Un film già visto. Ecco quello a cui abbiamo assistito (otto milioni di spettatori in Italia, più altri all’estero, poverini). Prima le notizie (contrastanti) sugli scontri in città tra i tifosi, poi addirittura gli spari e le persone ricoverate in ospedale in codice rosso. Poi la confusione totale. I tifosi (ultrà e no) sono dentro lo stadio. Ci sono anche Matteo Renzi e altri vip. Twitter comincia ad agitarsi. I giornali pubblicano informazione e disinformazione.

Fin qui è tutto abbastanza normale (a parte gli spari, esagerati perfino per il calcio). Ci sono scontri ogni settimana, e accoltellamenti intorno allo stadio, soprattutto a Roma. Non fanno neanche notizia, ormai. Ma questa è una partita importante, e la possibilità che ci sia una persona morta cambia le carte in gioco. È morto o non è morto? Se è morto, giochiamo? Comincia il solito discorso sul giocare o non giocare, come se la partita fosse la cosa più importante, quasi sacra, in grado di “portare l’ordine” ed “evitare il caos”.
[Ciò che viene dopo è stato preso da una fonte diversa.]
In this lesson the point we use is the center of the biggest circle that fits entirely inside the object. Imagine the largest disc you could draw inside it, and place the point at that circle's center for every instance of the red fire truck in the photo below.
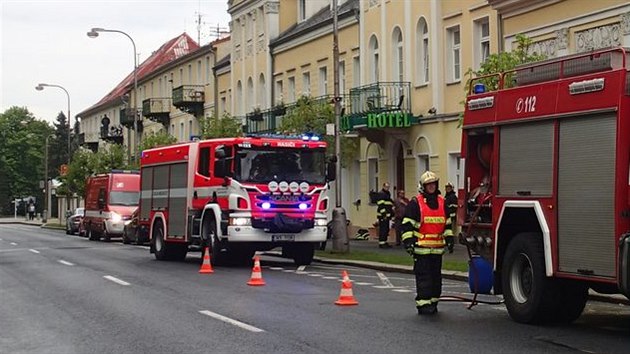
(236, 196)
(547, 187)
Arriva in campo un miliardario. Il capitano del Napoli, Marek Hamšík. Quello con la cresta (che più tardi diventerà blu). Hamšík è scuro in faccia, sembra che abbia quasi paura. Va verso la curva. Che sta facendo? Perché sta parlando con quel tifoso grosso, con i tatuaggi e la maglietta con scritto “Speziale libero”? Molti vanno sul Google per scoprire chi è Speziale. È l’uomo condannato in via definitiva per l’uccisione di un poliziotto, Filippo Raciti, fuori da un (altro) stadio. Otto milioni di italiani assistono a questa scena, incluso Matteo Renzi. Di che stanno parlando? È una trattativa o no? Chi comanda?

Il Corriere della Sera, il più blasonato giornale italiano, fa un titolo sul sito:

“Ecco cosa è successo”. C’è un filmato sfocato in cui non si capisce assolutamente niente, privo di commenti. Giornalismo di alto livello, ma magari erano tutti fuori per il ponte.

I giornalisti parlano di clima surreale. Macché surreale: questa è l’assoluta normalità. Gli ultrà compiono i loro riti (striscioni abbassati eccetera) per mandare precisi segnali. Si gioca? Non si gioca? Gli scontri sono estranei al mondo del calcio o no? Ci sarebbero stati senza la partita o no? Poi segue la solita ondata di retorica. “Delinquenti, non tifosi”, “Queste scene non hanno niente a che fare con il calcio” (e invece sì), “Incredibile” (ma non e incredibile per niente, è la routine). Un altro tifoso si siede sopra la barriera. Sta lì, sospeso nel vuoto. Secondo il commentatore Mario Somma, ha “bisogno di spazio per dirigere i cori”.

Poi la decisione è presa. Da chi, non si sa. Ma sembra chiaro che il capo della tifoseria (un privato cittadino, come uno di noi) ha avuto qualche peso nella decisione. Ormai è una star, il suo nome fa il giro del web. È un soprannome: il grande, indimenticabile, Genny ‘a carogna.

Poi si gioca una partita di calcio: ci sono tiri, passaggi, contrasti, fischi, espulsioni. Vince il Napoli, 3-1. Alzano la coppa. Adesso Hamšík ride. Ha tinto la cresta di blu. Ci sono perfino dei commenti tecnici. La sacralità è stata rispettata, anche se l’appello del papa è stato abbastanza inutile. E ora? Il solito, inutile, giro di retorica e ignoranza, con commenti (disinformati) sul modello inglese e il modello tedesco. A me fanno le stesse domande da vent’anni.

Un film già visto, come dicevo.

Basta leggere qualcosa sul passato. Ecco qualche indizio: Paparelli (1979), Heysel (1985), Claudio Spagnolo (1995), il derby del bambino morto (2004), Raciti (2007), Sandri (2007).

Aspettiamo la prossima volta. Sarà più o meno uguale.